# Having trouble finding a used Silvia



## OrignalAlpha (Aug 24, 2020)

So I've been looking for quite a while now on ebay etc but have had no luck finding a second hand Silvia that's worth the price. Pre ordered the niche zero around a month ago and I thought i would have found a machine by now but no luck 

Almost tempted to just bite the bullet and buy the new v6 model, I think its around £500, but I thought i would ask you guys and see if anyone has seen one around. Although I don't really plan to resell, if I do choose to buy new they hold their value pretty well, don't they? Just asking as I would prefer to save money and find one second hand, I feel like I'll end up looking for another few months and I don't want to do that.

Thanks!


----------



## Mrboots2u (May 10, 2013)

I really don't think they are great value new , second hand you don't see many in here as the new apes I suspect have dropped off in the last few years.

Don't order form coffee Italia or cafe Italia to save a few quid

Having had a Silvia , you soon get bored of temp surfing quick, I'd say the same thing about a new gaggia tbh


----------



## OrignalAlpha (Aug 24, 2020)

I've found a used one, I think I might be able to get it for around £200-£250, just not sure what version it is or whether its worth the price? I've attached an image of it.


----------



## espressoSquirrel (Jul 24, 2020)

That's a v2 probably 13-15 years old. It looks in pretty good state, but look out for signs of rust and hopefully it hasn't got any limescale

the only meaningful difference between this and a new one is the steam wand that is easily replaceable. And that this one has a element attached to the boiler so if ever you need to replace the element you need to replace the boiler too.

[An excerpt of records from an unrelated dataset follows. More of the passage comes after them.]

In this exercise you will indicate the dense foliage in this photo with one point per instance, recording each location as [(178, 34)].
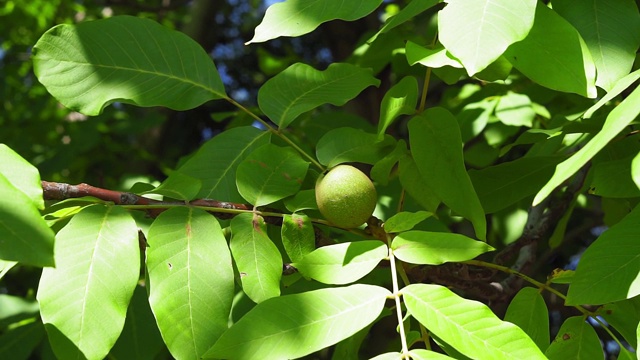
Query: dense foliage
[(500, 136)]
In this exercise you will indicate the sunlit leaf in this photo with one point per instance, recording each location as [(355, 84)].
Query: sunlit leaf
[(575, 340), (529, 311), (292, 326), (90, 65), (436, 145), (469, 326), (601, 24), (190, 280), (298, 17), (24, 235), (298, 236), (435, 248), (342, 263), (554, 55), (301, 88), (477, 32), (257, 258), (610, 264), (347, 144), (270, 173), (21, 174), (405, 220), (140, 338), (215, 164), (84, 300), (617, 120)]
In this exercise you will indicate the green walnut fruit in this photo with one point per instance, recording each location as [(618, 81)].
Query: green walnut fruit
[(345, 196)]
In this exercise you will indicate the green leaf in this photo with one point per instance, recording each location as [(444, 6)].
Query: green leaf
[(401, 99), (437, 57), (436, 145), (124, 59), (18, 343), (502, 185), (554, 55), (413, 8), (299, 17), (302, 200), (515, 110), (190, 280), (301, 88), (575, 340), (611, 264), (405, 220), (611, 179), (529, 311), (292, 326), (413, 182), (270, 173), (617, 120), (623, 316), (611, 31), (24, 235), (422, 354), (298, 236), (258, 259), (342, 263), (477, 32), (140, 338), (84, 299), (21, 174), (467, 325), (215, 164), (347, 144), (381, 170), (434, 248)]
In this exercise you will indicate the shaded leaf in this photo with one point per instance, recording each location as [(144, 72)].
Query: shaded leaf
[(190, 280), (435, 248), (24, 235), (292, 326), (215, 164), (611, 30), (617, 120), (502, 185), (125, 59), (342, 263), (257, 258), (469, 326), (436, 145), (270, 173), (401, 99), (405, 220), (298, 236), (610, 264), (575, 340), (477, 32), (414, 184), (21, 174), (347, 144), (299, 17), (301, 88), (529, 311), (85, 298), (554, 55)]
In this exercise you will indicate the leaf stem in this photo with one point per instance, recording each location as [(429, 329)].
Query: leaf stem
[(277, 133), (396, 292)]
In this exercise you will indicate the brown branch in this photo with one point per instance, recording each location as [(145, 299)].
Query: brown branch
[(62, 191)]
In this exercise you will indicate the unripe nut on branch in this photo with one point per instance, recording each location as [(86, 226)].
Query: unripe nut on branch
[(346, 196)]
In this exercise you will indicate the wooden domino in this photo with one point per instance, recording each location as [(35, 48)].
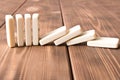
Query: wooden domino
[(53, 35), (73, 36), (73, 32), (28, 31), (20, 29), (86, 36), (10, 25), (35, 26)]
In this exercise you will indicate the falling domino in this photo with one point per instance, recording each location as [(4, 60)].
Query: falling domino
[(35, 25), (20, 28), (53, 35), (28, 32), (73, 32), (86, 36), (105, 42), (10, 25)]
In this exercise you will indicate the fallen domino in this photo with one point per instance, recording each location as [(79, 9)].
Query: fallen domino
[(50, 37), (84, 37), (73, 32), (10, 25), (105, 42)]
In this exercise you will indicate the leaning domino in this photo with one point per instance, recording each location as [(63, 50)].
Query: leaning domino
[(50, 37), (28, 32), (105, 42), (10, 30), (73, 32), (35, 26), (20, 28), (86, 36)]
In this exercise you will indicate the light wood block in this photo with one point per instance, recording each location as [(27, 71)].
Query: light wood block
[(50, 37), (28, 31), (10, 25), (35, 26), (86, 36), (73, 32), (20, 29)]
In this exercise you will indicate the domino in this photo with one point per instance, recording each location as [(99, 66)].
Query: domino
[(86, 36), (50, 37), (35, 26), (28, 32), (73, 32), (20, 28), (105, 42), (10, 25)]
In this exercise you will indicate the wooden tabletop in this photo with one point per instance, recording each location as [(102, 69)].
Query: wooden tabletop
[(50, 62)]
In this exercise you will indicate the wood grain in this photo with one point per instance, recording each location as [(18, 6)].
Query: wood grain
[(93, 63), (37, 62)]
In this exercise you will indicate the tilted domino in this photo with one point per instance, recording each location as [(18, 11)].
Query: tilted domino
[(28, 32), (86, 36), (10, 25), (73, 32), (53, 35), (105, 42), (20, 28), (35, 26)]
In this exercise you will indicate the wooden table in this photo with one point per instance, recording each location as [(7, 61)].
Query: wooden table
[(51, 62)]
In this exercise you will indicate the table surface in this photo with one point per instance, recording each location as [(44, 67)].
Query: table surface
[(50, 62)]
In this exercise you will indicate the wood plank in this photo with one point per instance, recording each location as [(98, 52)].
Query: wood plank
[(36, 62), (9, 7), (92, 63)]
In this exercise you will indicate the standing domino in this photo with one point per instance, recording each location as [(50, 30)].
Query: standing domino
[(53, 35), (73, 32), (105, 42), (28, 32), (20, 28), (10, 30), (35, 26), (86, 36)]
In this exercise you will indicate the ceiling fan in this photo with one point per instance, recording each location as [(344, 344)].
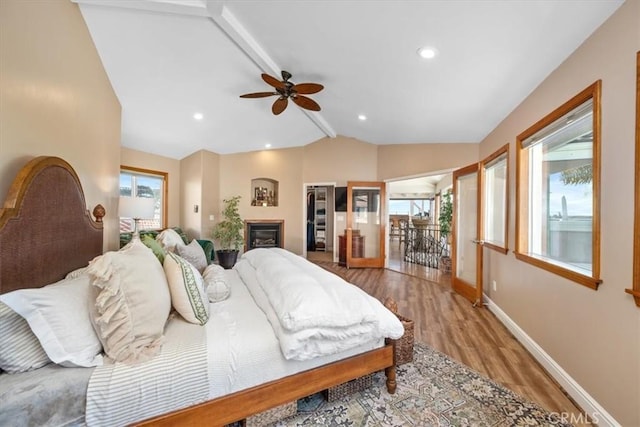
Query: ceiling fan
[(285, 89)]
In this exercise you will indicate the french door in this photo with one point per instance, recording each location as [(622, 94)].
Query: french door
[(364, 238), (466, 277)]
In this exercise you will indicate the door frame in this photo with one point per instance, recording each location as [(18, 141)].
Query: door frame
[(473, 293), (378, 262)]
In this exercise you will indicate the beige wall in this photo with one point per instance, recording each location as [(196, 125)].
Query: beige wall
[(339, 160), (210, 192), (284, 166), (55, 99), (199, 186), (191, 193), (593, 335), (140, 159), (407, 160)]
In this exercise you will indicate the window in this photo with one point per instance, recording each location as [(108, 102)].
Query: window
[(495, 179), (635, 289), (138, 182), (557, 190)]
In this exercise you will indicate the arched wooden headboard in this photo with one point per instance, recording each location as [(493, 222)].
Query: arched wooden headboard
[(45, 227)]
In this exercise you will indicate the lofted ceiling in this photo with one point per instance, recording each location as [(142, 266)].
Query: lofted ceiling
[(170, 59)]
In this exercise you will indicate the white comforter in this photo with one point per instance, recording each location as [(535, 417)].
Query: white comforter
[(241, 351), (313, 312)]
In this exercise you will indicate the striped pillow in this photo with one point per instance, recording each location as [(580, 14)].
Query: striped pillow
[(20, 350), (187, 289)]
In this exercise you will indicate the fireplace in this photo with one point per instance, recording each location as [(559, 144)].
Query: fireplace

this has a proper on off switch though which in many ways is better than the momentary switch on the new ones


----------



## phario (May 7, 2017)

espressoSquirrel said:


> That's a v2 probably 13-15 years old. It looks in pretty good state, but look out for signs of rust and hopefully it hasn't got any limescale
> 
> the only meaningful difference between this and a new one is the steam wand that is easily replaceable. And that this one has a element attached to the boiler so if ever you need to replace the element you need to replace the boiler too.
> 
> this has a proper on off switch though which in many ways is better than the momentary switch on the new ones


 I know that people may disagree, but when I was doing my research on the Silvia, I concluded that the element replacement is not something to take lightly. There are a significant number of cases of people burning out their elements (indeed the machine I purchased was a refurbished model that had a boiler replacement), and the cost to do so is potentially significant (£132 here and £116 here). If you're careful it won't happen, but IMO it's the most significant consideration when buying a used Silvia.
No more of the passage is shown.